Doesn't sound like a laugh riot, right? But never mind: The serious
stuff doesn't merely interrupt, it actually enhances the funny business,
making for an exceptionally fine and richly entertaining film that only
appears to be facile and featherweight.
Grant,
a master at suggesting unplumbed depths in the shallowest blokes, charges
his winning, wisecracking performance with alternating currents of farcical
physicality - note Will's wide-eyed reaction to a friend's new baby
- and wistful discontent.
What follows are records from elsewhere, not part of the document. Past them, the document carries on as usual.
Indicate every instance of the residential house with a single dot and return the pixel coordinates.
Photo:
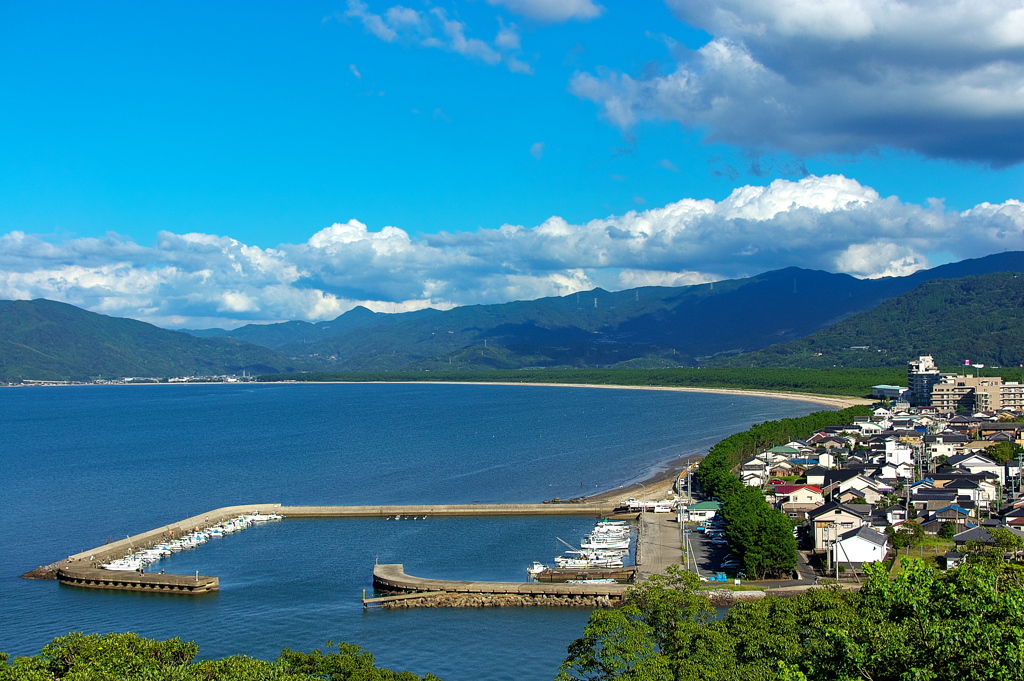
(977, 463)
(701, 511)
(834, 518)
(859, 546)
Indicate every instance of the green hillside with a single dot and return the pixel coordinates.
(47, 340)
(650, 327)
(980, 318)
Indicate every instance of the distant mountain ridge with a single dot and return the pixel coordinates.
(645, 327)
(980, 318)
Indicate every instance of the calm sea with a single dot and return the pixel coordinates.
(83, 465)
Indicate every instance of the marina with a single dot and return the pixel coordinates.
(121, 565)
(86, 466)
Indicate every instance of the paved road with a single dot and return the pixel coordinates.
(659, 544)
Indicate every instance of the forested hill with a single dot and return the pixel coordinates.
(980, 318)
(47, 340)
(650, 327)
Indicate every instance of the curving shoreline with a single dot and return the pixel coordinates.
(660, 483)
(828, 400)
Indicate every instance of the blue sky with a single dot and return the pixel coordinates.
(183, 163)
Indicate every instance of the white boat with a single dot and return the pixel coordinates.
(592, 542)
(588, 560)
(537, 567)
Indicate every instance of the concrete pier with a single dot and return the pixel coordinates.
(82, 568)
(130, 581)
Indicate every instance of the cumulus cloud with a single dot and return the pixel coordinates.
(552, 10)
(832, 222)
(433, 28)
(943, 78)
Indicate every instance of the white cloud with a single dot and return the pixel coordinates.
(434, 29)
(942, 78)
(552, 10)
(195, 280)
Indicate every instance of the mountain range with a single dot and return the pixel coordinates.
(645, 327)
(773, 318)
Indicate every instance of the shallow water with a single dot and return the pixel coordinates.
(83, 465)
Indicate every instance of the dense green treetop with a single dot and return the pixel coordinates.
(131, 657)
(924, 624)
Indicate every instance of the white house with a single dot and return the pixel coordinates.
(859, 546)
(977, 463)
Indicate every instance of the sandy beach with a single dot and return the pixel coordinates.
(660, 484)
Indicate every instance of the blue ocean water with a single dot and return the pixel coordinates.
(83, 465)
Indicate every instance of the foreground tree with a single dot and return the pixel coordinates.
(966, 624)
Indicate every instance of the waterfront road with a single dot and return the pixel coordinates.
(659, 544)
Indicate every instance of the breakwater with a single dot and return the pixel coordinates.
(452, 593)
(81, 569)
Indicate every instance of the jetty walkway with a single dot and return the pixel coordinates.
(82, 568)
(449, 593)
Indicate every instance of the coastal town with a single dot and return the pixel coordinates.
(936, 464)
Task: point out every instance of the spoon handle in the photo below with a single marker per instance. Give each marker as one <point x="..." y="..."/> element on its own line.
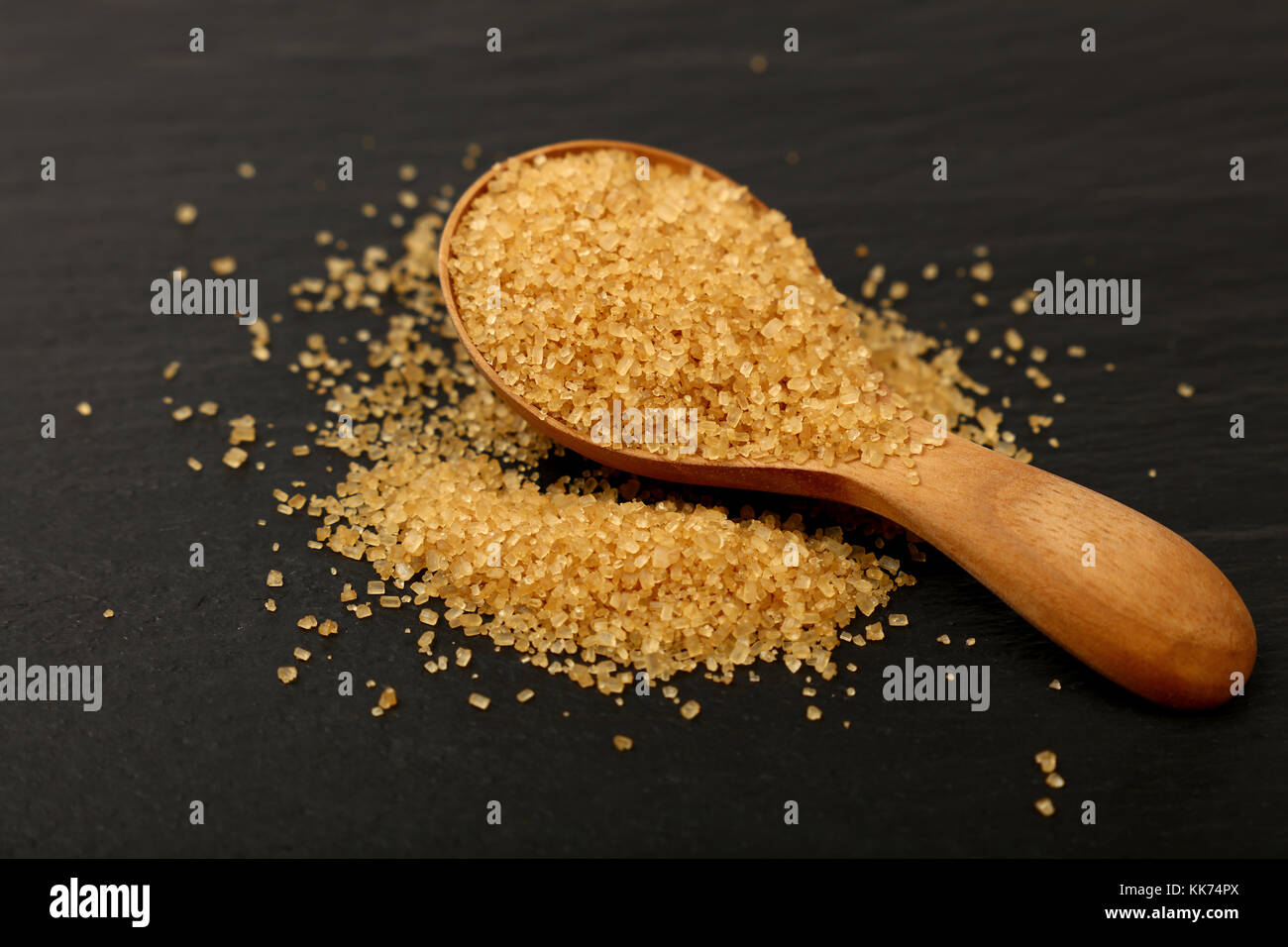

Better still, Grant brings out the best in
his affecting yet unaffected co-star, Hoult, who is refreshingly free
of kid-star cutesiness while conveying how arduously challenging childhood
can be.
The
Weitz brothers and co-screenwriter Peter Hedges are smart enough to
remain faithful to their source material, a marvelously clever novel
by Nick Hornby, whose High Fidelity also was served well in cinematic
adaptation. (A funny thing: Stephen Frears, the British director of
Fidelity, transferred that novel's plot from London to Chicago,
but the American-born Weitz guys keep Boy where Hornby originally placed
it.) Like Fidelity, Boy is the sort of book you should never
read in a public place, unless you don't mind being stared at while
you laugh out loud as you peruse the more hilarious patches. But you
won't have that sort of problem with the movie version of About a
Boy, because, in a theater, you'll be surrounded by folks who'll
be laughing just as loud, if not louder.